5. Disinfection: Tertiary effluent is chlorinated to kill pathogens from bird droppings and dechlorinated to avoid damage to natural environments.

==Treatment and enhancement==
Sewage from the city of Arcata is treated and released to Humboldt Bay via complex flow routing through a number of contiguous ponds, wetlands, and marshes. Resemblance of treatment features to natural bay environments may cause potential ambiguity about where wastewater ceases to be considered partially treated sewage and meets enhancement objectives of the California Bays and Estuaries Policy. The wastewater treatment system includes both treatment wetlands and enhancement marshes. Treatment wetlands improve oxidation pond effluent quality to meet the federal definition of secondary treatment. Disinfection and dechlorination is the final step of the wastewater treatment process. Disinfected wastewater may be discharged either to Humboldt Bay or to enhancement marshes. Enhancement marshes purify the wastewater and provide wetland habitat. Enhancement marsh effluent is disinfected to improve coliform index changes from birds using tertiary treatment enhancement marsh habitat. After leaving the treatment wetlands the effluent is mixed with water returning from the enhancement marshes. Wild bird feces contain coliform bacteria similar to those found in human sewage. Recreational access is limited to areas where effluent has received secondary treatment and disinfection.

==Conventional pollutants or wetland detritus==
Wetland plants use the energy of sunlight to produce five to ten times as much carbohydrate biomass per acre as a wheat field. Detritus from decomposing wetlands vegetation forms the base of a food chain for aquatic organisms, birds and mammals. Individuals who value wetland environments may not realize the effluent characteristics necessary for release of treated wastewater to Humboldt Bay. Although there is no evidence of harm to wildlife, some regulators suggest potential risk to wildlife using treatment wetlands because of an absence of significant research on wildlife exposure to partially treated effluent and to potential accumulation of chemicals being removed from effluent in wetland treatment processes. Ongoing research at Cal Poly Humboldt minimizes potential risk to Humboldt Bay wetlands and wildlife.

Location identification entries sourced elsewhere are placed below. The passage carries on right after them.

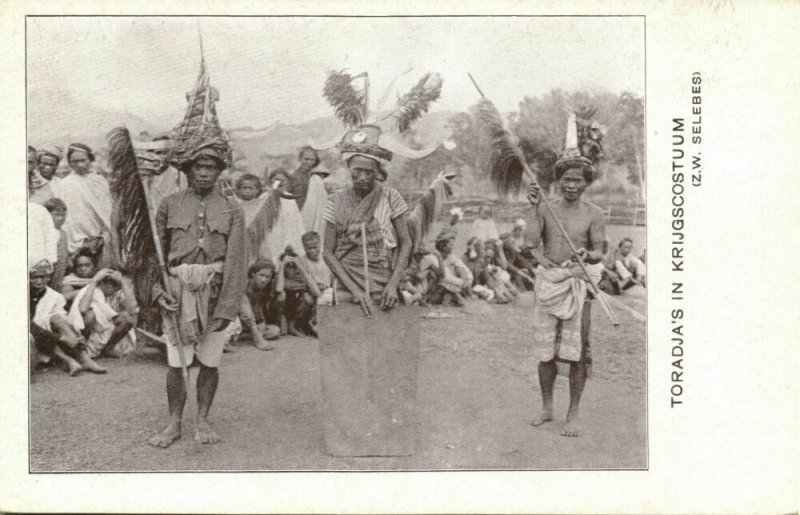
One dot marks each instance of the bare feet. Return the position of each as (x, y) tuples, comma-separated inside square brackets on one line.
[(293, 330), (73, 367), (205, 434), (90, 365), (571, 428), (543, 417), (165, 438), (263, 345)]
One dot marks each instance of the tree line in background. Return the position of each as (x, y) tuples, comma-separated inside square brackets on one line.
[(539, 125)]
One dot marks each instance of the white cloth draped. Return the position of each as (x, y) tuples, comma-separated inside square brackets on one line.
[(287, 230), (42, 235), (88, 201), (316, 201), (104, 312), (51, 304)]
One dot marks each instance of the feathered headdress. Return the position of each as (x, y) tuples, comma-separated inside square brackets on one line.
[(416, 102), (428, 208), (200, 127), (361, 137), (505, 160), (349, 97), (583, 142)]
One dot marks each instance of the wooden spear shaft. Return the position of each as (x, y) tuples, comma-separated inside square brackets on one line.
[(177, 337), (532, 178)]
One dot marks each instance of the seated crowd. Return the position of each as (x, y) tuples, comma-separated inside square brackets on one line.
[(81, 307)]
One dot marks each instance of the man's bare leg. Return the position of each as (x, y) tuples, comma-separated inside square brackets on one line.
[(120, 330), (577, 382), (176, 398), (87, 363), (547, 379), (248, 319), (207, 381), (73, 367)]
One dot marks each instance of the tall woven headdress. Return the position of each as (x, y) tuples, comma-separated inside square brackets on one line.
[(200, 129)]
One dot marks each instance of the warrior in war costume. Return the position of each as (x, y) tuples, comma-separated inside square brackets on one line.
[(200, 243), (369, 341), (562, 309)]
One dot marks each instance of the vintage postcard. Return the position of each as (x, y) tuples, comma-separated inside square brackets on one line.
[(370, 258)]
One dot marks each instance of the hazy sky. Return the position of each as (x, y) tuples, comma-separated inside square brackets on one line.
[(273, 69)]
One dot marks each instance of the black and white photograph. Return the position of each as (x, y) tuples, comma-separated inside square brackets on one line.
[(336, 243)]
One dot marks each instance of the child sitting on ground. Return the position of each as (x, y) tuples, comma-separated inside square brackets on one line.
[(497, 278), (58, 210), (455, 280), (105, 312), (261, 309), (306, 280)]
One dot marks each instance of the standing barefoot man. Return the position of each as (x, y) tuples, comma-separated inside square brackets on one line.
[(203, 236), (562, 310)]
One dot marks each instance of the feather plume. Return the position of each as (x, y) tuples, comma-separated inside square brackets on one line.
[(416, 102), (262, 223), (349, 103), (136, 245), (506, 163), (427, 210)]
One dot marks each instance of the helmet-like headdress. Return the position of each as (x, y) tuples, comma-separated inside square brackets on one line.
[(349, 96)]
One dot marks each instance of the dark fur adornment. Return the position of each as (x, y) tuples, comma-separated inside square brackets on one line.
[(415, 103), (505, 161)]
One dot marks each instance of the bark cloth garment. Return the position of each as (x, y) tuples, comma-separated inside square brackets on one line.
[(349, 212), (204, 240), (314, 206), (558, 313), (368, 366)]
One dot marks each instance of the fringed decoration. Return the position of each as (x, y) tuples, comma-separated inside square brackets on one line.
[(262, 223), (506, 163), (416, 102), (427, 210), (349, 103)]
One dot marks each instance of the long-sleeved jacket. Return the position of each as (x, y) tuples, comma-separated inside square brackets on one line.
[(205, 230)]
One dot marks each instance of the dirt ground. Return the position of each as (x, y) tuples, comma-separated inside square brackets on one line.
[(477, 393)]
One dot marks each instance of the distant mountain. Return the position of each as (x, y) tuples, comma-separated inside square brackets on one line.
[(57, 117), (259, 147)]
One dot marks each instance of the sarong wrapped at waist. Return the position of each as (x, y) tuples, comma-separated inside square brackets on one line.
[(196, 293)]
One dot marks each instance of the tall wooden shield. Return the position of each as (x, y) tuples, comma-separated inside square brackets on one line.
[(369, 379)]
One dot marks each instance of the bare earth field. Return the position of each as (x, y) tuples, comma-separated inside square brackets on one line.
[(477, 393)]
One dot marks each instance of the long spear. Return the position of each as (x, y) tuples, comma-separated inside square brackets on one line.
[(132, 191), (505, 183)]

The City of Arcata generates an average volume of 2.3 e6USgal of sewage per day. Winter rainfall onto treatment ponds and marshes increases the volume of effluent discharged from the wetland treatment system to as much as 16.5 e6USgal per day. National Pollutant Discharge Elimination System regulations require monthly average effluent concentrations of biochemical oxygen demand and of total suspended solids to be no greater than 30 mg/L, with an additional requirement for removal of 85 percent of the quantities measured in untreated sewage from the City of Arcata. Unfortunately, when measuring concentrations leaving treatment wetlands, neither of these analytical methods can distinguish between unremoved conventional pollutants originally arriving in sewage, or detritus of decomposing wetland vegetation; so the limitations may apply to the sum of both.

==Wildlife==
The Arcata Marsh and Wildlife Sanctuary encompasses 307 acres of land situated along the Pacific Flyway. Over 327 species of birds have been recorded at the sanctuary. Numerous plant, mammal, fish, insect, reptile and amphibian species inhabit the marsh. These include river otters, gray foxes, red-legged frog, tidewater goby, bobcat, striped skunk, praying mantis and red-sided garter snake.

==Arcata Marsh Interpretive Center==
The Friends of the Arcata Marsh (FOAM) operate the Arcata Marsh Interpretive Center that contains exhibits about the operations of the treatment plant, the importance of the marsh, and about the plants and animals that live there. Volunteer docents give tours of the marsh. Education programs are offered for school, scout and other groups, as well as summer camp programs.